To learn more about these and other important trends that will effect lenders in 2019, MortgageOrb recently interviewed Mason Whitehead, a home loan specialist for Churchill Mortgage based in Texas.
Q: What direction do you see mortgage rates going, and how will it impact borrower confidence?
Whitehead: Whereas last year many thought interest rates would creep steadily higher, the inverse has actually held true. Rates have dropped – and as of right now they look to be holding steady. This is coupled with the Federal Reserve’s indication that they intend to not raise rates again this year. While this could quickly change, it’s given the market some breathing room as borrowers have additional peace of mind while shopping for a home.
All the same, what’s important for lenders moving forward is not their interest rate, but the additional value they bring to the table with each and every deal. Most all lenders are offering a competitive interest rate, at this point. What will really help them stand apart from the rest are the programs and tools they offer borrowers to create a positive, hassle-free home buying experience.
Q: What are your thoughts on whether this is a buyers’ or sellers’ market?
Whitehead: There has been a significant shift in the market where, right now, there is still a fair amount of competition at lower price points, but once buyers cross the $500,000 threshold, they tend to have more leverage. We are seeing those buyers get better deals and have more room to negotiate throughout the closing process.
In Texas, inventory is still competitive and we are experiencing a tight market for buyers looking to purchase below the $300,000 price point. So, sellers tend to have more sway.

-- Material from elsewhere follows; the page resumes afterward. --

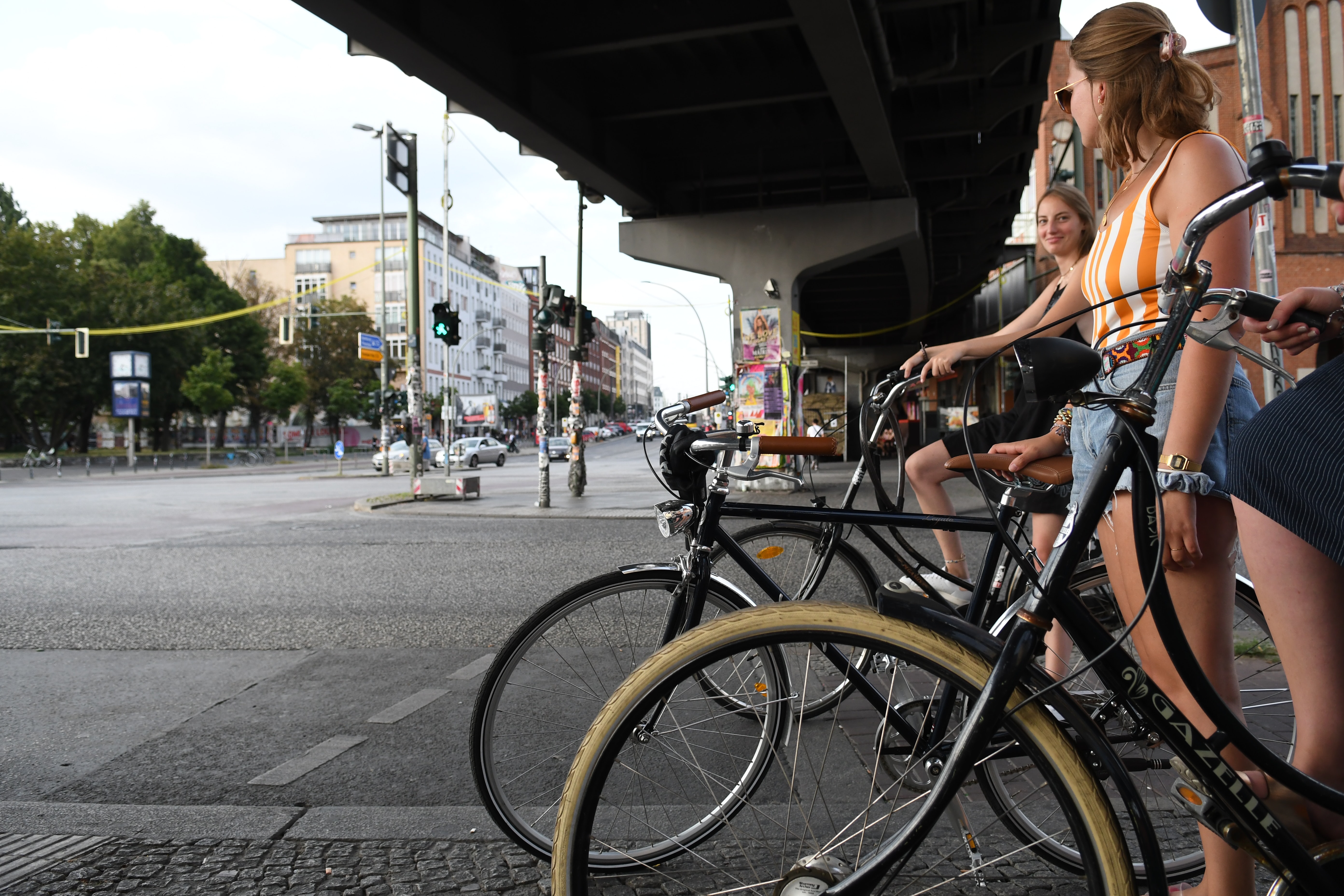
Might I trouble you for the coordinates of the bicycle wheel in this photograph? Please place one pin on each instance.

Buyers are responding by looking outside of city centers and into the surrounding metro area for more affordable homes. In that $600,000 and up market, however, sellers are starting to see a marked slow-down in the home buying process, as buyers are tending to shop around and look for the best deal.
Q: How do you see technology influencing the mortgage industry, particularly when it comes to digital services for borrowers?

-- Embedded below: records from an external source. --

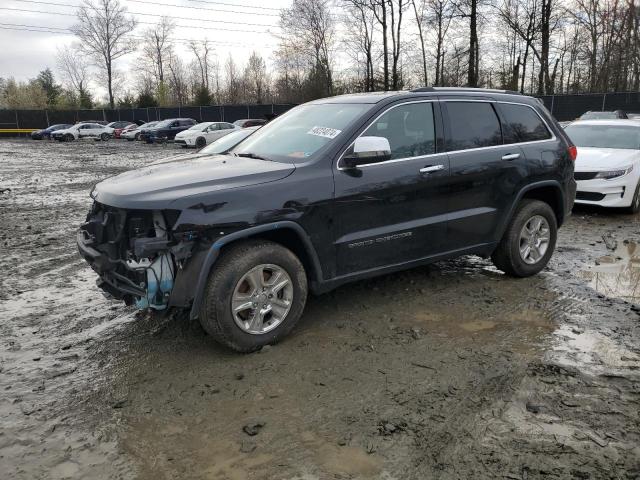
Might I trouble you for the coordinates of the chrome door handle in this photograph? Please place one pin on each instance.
(432, 168)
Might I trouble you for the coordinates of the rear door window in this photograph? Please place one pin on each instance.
(523, 124)
(409, 129)
(472, 125)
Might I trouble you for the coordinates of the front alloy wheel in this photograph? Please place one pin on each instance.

Whitehead: “Technology at the convergence of relationships and convenience,” is a phrase that has been circulating within the financial services industry, and it has been particularly impactful on the mortgage market. Online lenders like to promote the speed of their transactions, but the bottom line is traditional mortgage lenders have access to much of the same technology, in addition to the face-to-face interactions and experience necessary to build long-term relationships that drive referrals and repeat business.

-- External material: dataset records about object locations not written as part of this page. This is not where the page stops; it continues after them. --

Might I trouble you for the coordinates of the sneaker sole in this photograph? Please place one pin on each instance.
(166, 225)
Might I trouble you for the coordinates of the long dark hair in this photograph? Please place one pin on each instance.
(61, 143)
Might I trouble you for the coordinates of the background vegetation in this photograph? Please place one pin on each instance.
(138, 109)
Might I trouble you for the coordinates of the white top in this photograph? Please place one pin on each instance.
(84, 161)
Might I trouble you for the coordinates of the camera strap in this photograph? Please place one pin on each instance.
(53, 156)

It is likely the industry will start to see two distinct types of borrowers: those who want the digital experience of an online mortgage and those who want the traditional relationship-based approach. To truly succeed, lenders will need to be fluent in offering both depending on the preferences of each individual borrower.
Q: What types of programs or technology can lenders use to create an excellent borrower experience and set themselves apart from the competition?
Whitehead: In the near future, it will not be enough for lenders to solely offer a competitive interest rate and expect that to drive business. Lenders will need to bring real, tangible value to the table when engaging with borrowers.
This means providing them with tools and assets that not only educate and guide them through the home buying process, but that make the process itself easier as well. For example, with the right technology in place, lenders can now provide borrowers with access to real-time MLS listings, long-term analyses of various loan options tailored to their individual financial situation, and even digital journals to help them better keep track of everything in progress and share that progress with their friends, family and realtors.
Lenders can also offer borrowers the option of pre-underwriting their loan, in lieu of the traditional pre-approval, which gives the borrower an additional sense of confidence when shopping for their home.
Q: What is the importance of non-QM programs for borrowers?
Whitehead: Non-QM programs allow non-traditional buyers, such as self-employed or gig economy workers, to qualify for a loan that they might not otherwise be able to obtain. Even though these loans have a higher interest rate, it’s likely we’ll see an increase in non-QM products as more and more borrowers fail to fit within the traditional credit box, but are still good candidates for a mortgage loan.
Keep in mind, however; there is a significant difference between those borrowers who have no credit score and those who have a bad score or poor credit history. Many of those borrowers looking at non-QM products simply lack enough taxable income to qualify for a traditional mortgage. Programs like this make sense for people in these non-traditional situations because it is the only way they can qualify for a loan right now. Oftentimes, after paying down the loan for a period of time, they will be in a position to refinance to get a lower rate moving forward.